Il medico non ha dato prova della mancanza di urgenza
Il medico ricorreva alla Corte di Cassazione deducendo che, nel caso di specie, mancava il requisito dell’urgenza insito nella necessità, secondo il dettato dell’art. 328 del codice penale, che l’atto vada “compiuto senza ritardo”.
Premesso che, sul punto, la giurisprudenza di legittimità riconosce pacificamente la connotazione discrezionale della valutazione del medico, riservando tuttavia al giudice il potere di sindacarla quando emergano elementi che evidenzino l’evidente erroneità di quest’ultima, la Corte di Cassazione rileva che nel giudizio in esame tale potere è stato esercitato dal giudice dell’appello, laddove scriveva che “è evidente che, nel caso di specie, il quadro clinico descritto dall’utente avrebbe imposto di recarsi immediatamente al domicilio della malata, affetta da difficoltà respiratorie in un contesto di età avanzata e fratture alle costole”.
Il medico ricorrente reputa tale motivazione apparente e contraddittoria, posto che la valutazione dell’imputato, che aveva evidentemente escluso l’urgenza della visita, era risultata poi corretta, essendo stata validata dal collega del medico che, l’esito della visita, aveva confermato il “codice bianco” assegnato dalla centralinista la quale diramava le telefonate in entrata al 118.
Secondo la Corte di Cassazione, tuttavia, tale notazione tralascia però di considerare come su questo aspetto il giudice di appello abbia fornito una risposta puntuale, con motivazione completa ed esente da vizi di illogicità.
Nella sentenza di appello si trova infatti replicato che, “intanto il suddetto codice bianco era stato confermato in quanto il secondo medico, che si era recato a seguito della inerzia dell’imputato a casa della donna, diagnosticando le una bronchite, aveva prescritto idonea terapia”.
Dunque, premesso che l’omissione di atti d’ufficio ha natura di reato di pericolo, sulla base della ricostruzione del fatto operata dai giudici di merito, “tale pericolo sussisteva al momento della realizzazione della condotta omissiva, a nulla rilevando la sua successiva neutralizzazione ad opera di un terzo”.
Per la stessa ragione, manifestamente infondata risulta altresì la deduzione formulata nel secondo motivo di ricorso, tesa a negare la sussistenza del dolo, poiché l’imputato non si sarebbe rappresentato la necessità di compiere l’atto senza ritardo, non avendo egli ritenuto urgente la condizione clinica della donna.

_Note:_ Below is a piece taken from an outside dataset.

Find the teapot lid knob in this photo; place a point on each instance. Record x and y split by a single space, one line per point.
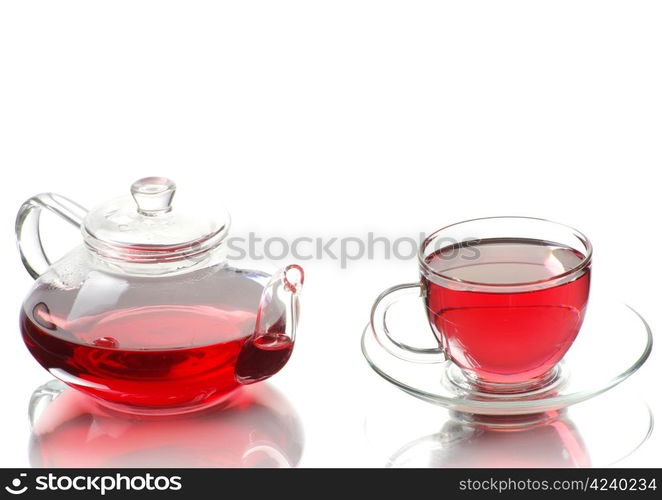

Infatti, in base alla ricostruzione operata dai giudici di merito, “l’indifferibilità dell’atto d’ufficio era ragionevolmente ipotizzabile al momento della telefonata, alla luce delle circostanze di fatto” (quali le condizioni e l’età della donna, nonché la tipologia di sintomi riferita dal figlio), con la conseguenza che il soggetto agente non poteva che essersela rappresentata.
Né, come ovvio, può incidere sull’elemento soggettivo, elidendo dolo, la circostanza che il pericolo fosse venuto meno per effetto del successivo intervento, in chiave terapeutica, del secondo medico di continuità assistenziale.
Il ricorso del medico viene quindi dichiarato inammissibile e la sua condanna diviene definitiva.